Chicken breasts give off liquid, so if you cover them the whole time, your braise will really be a boil, and the chicken will be swimming in liquid. Conversely, if you braise some short ribs and don’t cover them at all, you may wind up frying them in rendered fat when all the liquid evaporates.
So, with split chix breasts, I keep them uncovered, and then cover them about 30 mins in – or when the top has some color and the liquid has reduced a bit.
Now, if you want to use fresh spices, feel free, but this is a great dish for dried versions, because they open up nicely. For God’s sake, though, use fresh ground spices!
Chicken Primitivo
Serves 9
9 large, split chicken breasts, on the bone/with back meat
3 tablespoons olive oil
1 large white onion, sliced
1 tablespoon chopped garlic
1/2 teaspoon black pepper
1/2 teaspoon ground marjoram
1/2 teaspoon ground sage
3/4 teaspoon ground thyme
3/4 teaspoon ground oregano
1 teaspoon sea salt
2 bay leaves
20 ounces sliced brown or baby portabello mushrooms
1 large (28 oz) can crushed tomatoes
1/3 bottle primitivo or zinfandel (or another decent red wine with acidity and spice)
Chicken stock, as needed (should need about 2 cups)
1). In a heavy-gauge, oven-safe, dutch oven, heat the olive oil and add the onion. Saute for about 5 minutes.

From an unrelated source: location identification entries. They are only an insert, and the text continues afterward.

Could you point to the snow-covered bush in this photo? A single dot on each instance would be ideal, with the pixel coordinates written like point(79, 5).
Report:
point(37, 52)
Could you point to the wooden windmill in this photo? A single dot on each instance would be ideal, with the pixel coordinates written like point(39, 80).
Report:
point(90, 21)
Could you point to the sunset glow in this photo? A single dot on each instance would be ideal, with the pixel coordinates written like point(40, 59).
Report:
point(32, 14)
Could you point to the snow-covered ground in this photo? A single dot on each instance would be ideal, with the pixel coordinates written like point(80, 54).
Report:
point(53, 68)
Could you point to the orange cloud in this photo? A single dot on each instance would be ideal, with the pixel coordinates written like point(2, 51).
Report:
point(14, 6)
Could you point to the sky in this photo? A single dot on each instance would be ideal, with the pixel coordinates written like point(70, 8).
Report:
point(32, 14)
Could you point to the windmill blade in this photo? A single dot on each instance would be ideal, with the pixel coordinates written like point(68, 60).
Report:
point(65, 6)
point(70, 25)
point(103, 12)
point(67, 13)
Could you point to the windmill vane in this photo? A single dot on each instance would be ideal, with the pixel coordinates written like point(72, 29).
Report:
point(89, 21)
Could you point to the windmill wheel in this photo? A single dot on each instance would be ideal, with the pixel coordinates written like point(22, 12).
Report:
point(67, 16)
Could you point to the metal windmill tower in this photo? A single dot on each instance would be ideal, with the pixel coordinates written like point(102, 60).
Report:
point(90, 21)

2). Add the garlic and saute for another minute.
3). Add the spices and salt and pepper and saute for 30 seconds.
4). Toss in ‘shrooms and saute for a couple of minutes.
5). Add canned tomatoes, stir, and allow to simmer for a few minutes.
6). Add wine, stir, and allow to simmer for a few minutes.
7). Add chicken by standing pieces on their sides, larger side down. I use a huge dutch oven and have to do this so they all fit. They will displace liquid, which is what you want. They should be about 3/4 or more covered.
8). Add enough chicken stock so chicken is barely covered.
9). Stir in the stock a bit, using a spatula, getting between the pieces so the sauce surrounds each one.
10). Bring to a simmer.
11). Transfer to preheated 350 deg. F. oven, uncovered.
12). When liquid has evaporated such that chicken is jutting out slightly, baste top of chicken with sauce and cover loosely (with foil or with lid slightly ajar). Should be about 30 mins.
13). Place back in oven until chicken is cooked through -but not overcooked. Check now and again and add a little more stock if you need to, and/or cover more tightly.
14). Allow to rest for 10 minutes, uncovered.
15). Skim fat with flat spoon and serve chicken with plenty of sauce.